AK Parti iktidarı tarafından Anayasa Mahkemesi’nin “hak ihlali” kararına aykırı şekilde “kocanın soyadını kullanma” şartını yeniden yasalaştıracak yasal düzenlemede geri adım atılmasına temkinli yaklaşılıyor.
İktidarın, olumsuz adım atılmasından vazgeçildiği düşüncesine rağmen İstanbul Sözleşmesi örneğinde olduğu gibi “aile” kavramını gerekçe göstererek yeniden hamle yapabileceği belirtiliyor.
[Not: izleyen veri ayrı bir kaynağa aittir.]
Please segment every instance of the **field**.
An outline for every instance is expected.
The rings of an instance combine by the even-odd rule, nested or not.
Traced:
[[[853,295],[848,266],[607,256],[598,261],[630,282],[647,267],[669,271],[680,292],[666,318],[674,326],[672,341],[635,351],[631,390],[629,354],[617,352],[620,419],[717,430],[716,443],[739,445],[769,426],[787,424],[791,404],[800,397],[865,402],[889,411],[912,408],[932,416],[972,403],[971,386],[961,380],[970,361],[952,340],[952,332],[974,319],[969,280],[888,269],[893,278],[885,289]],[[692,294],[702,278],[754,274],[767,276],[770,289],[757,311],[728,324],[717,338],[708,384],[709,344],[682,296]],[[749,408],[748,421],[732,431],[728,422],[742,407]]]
Adalet Bakanlığı’nın “9. Yargı Paketi” olarak adlandırdığı 38 maddelik “Bazı Kanunlarda Değişiklik Yapılmasına Dair Kanun Teklifi” üzerinde TBMM Genel Kurulu’nda geçen Perşembe yapılan görüşmelerde, kadınlara eşinin soyadını kullanma şartı getiren düzenlemeden vazgeçildi.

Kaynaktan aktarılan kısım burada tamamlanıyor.